In 1994 the congregation of Gwynedd Valley OPC, in Ambler, Pennsylvania, elected David Haney as a ruling elder. For the next twenty-five years, serving on the session of Gwynedd Valley, then moving to New Jersey and serving on the sessions of Faith OPC in Elmer, and New Hope Presbyterian in Bridgeton, Haney threw himself with abandon into the work of caring for the spiritual needs of the church’s people, and spending long hours visiting them and loving them. Stories of his warmth and tenderness of care for people abound, and throughout the church and far beyond just the three congregations he served, many cherish the love that he showed.
And just this past June, the EightySixth (2019) General Assembly elected David E. Haney as their moderator, an honor that had also been bestowed on his father in 1979, forty years before.
But there was yet one more providential turn that David Haney would experience when Hurricane Katrina roared through the Gulf Coast in 2005 and devastated a huge swath of Louisiana and Alabama. Newly elected to the Committee on Diaconal Ministries, primarily for his financial skills, he found that many of his Dutch-connected friends in the upperMidwest were desperately trying to find ways to relieve suffering and lend a helping hand to people in the South whose homes and livelihoods were destroyed by the storm. So he took it upon himself to lay plans, organize teams, purchase equipment, find needy areas, and go with them to help. In so doing he discovered in himself another aspect of being a servant of Christ.
Through that one event, the Committee on Diaconal Ministries (CDM) was repurposed, and a great movement of young men serving as deacons were raised up to go and show Christ’s love in times of need. Elected first as treasurer and then several years later as president of the CDM, he showed the church both leadership and a passion for us to be involved in works of compassion. Then, he stepped away from the committee to let others learn and lead and serve.
Compassion and service to those in need so gripped him, however, that he began to pursue advanced studies on the subject. He enrolled at the University of Maryland and, working nights and weekends, received a master’s degree in aging services in 2011. When the Eighty-First General Assembly (2014) established a Committee to Study the Care for Ministers of the Church, they named David Haney as convener. Three years later, a new Standing Committee on Ministerial Care was established, and, in their first report to the General Assembly in 2018, they announced their intention to employ David Haney as Director of Ministerial Care.
Until the moment he went home to be with his Lord, David Haney wore all of these titles and did all of these things simultaneously, contributing so much to the Orthodox Presbyterian Church.

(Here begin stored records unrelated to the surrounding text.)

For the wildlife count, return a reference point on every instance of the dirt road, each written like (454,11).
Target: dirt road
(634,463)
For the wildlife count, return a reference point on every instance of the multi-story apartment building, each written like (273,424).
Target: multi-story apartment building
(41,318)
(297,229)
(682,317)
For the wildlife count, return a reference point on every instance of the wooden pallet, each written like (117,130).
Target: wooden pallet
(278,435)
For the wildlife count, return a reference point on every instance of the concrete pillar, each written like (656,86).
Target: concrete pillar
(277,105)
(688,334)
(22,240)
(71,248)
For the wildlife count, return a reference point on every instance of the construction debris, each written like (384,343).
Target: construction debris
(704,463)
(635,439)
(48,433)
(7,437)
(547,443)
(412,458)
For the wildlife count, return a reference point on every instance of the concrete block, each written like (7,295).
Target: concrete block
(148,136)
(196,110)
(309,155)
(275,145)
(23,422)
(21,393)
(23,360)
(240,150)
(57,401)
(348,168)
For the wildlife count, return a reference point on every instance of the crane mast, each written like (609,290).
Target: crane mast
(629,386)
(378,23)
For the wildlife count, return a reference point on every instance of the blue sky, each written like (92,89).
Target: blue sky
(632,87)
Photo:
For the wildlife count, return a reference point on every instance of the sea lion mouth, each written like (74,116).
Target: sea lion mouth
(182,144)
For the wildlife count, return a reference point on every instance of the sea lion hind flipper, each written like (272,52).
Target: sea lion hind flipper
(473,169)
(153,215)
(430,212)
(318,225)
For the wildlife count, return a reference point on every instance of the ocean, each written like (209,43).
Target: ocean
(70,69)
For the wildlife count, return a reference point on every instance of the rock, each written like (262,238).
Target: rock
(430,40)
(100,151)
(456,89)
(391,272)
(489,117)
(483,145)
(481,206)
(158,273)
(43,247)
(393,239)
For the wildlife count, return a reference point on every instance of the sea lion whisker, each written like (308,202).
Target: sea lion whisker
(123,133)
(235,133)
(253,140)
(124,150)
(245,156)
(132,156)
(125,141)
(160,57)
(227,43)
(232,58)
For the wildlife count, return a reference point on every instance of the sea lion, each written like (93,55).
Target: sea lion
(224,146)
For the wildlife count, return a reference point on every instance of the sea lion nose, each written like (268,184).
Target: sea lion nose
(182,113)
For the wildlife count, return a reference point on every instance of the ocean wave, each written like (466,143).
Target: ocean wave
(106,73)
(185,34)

It was during a trip on behalf of the OPC Loan Fund to discuss a building opportunity with Covenant OPC in the Milwaukee suburb of New Berlin, Wisconsin, that David Haney suffered a massive heart attack. His family came to his side: his wife of thirty-six years, Becky, his daughters Lauren and Shelley and their husbands, and his son, Scott. David and Becky’s fourth grandchild, Garrett David Westra, was welcomed into the world a week early as the family waited together at the hospital. David Haney passed away early Friday morning, August 16, at the age of fifty-six.
He never hesitated to share his love, his skills, and his wisdom, with the wider kingdom of God as well. At the time of his death he was also the treasurer of Keys Evangelistic Ministries in Key West, Florida, and the chairman of the Board of Dordt University in Sioux Center, Iowa.
Upon learning of his death, the Board of Dordt University summed up for all who knew him his kingdom contribution: “In an environment full of leaders, David was, by universal acclamation, our chair. That was not because he took up the mantle of leadership, but because he led in the manner of Christ—as a servant.”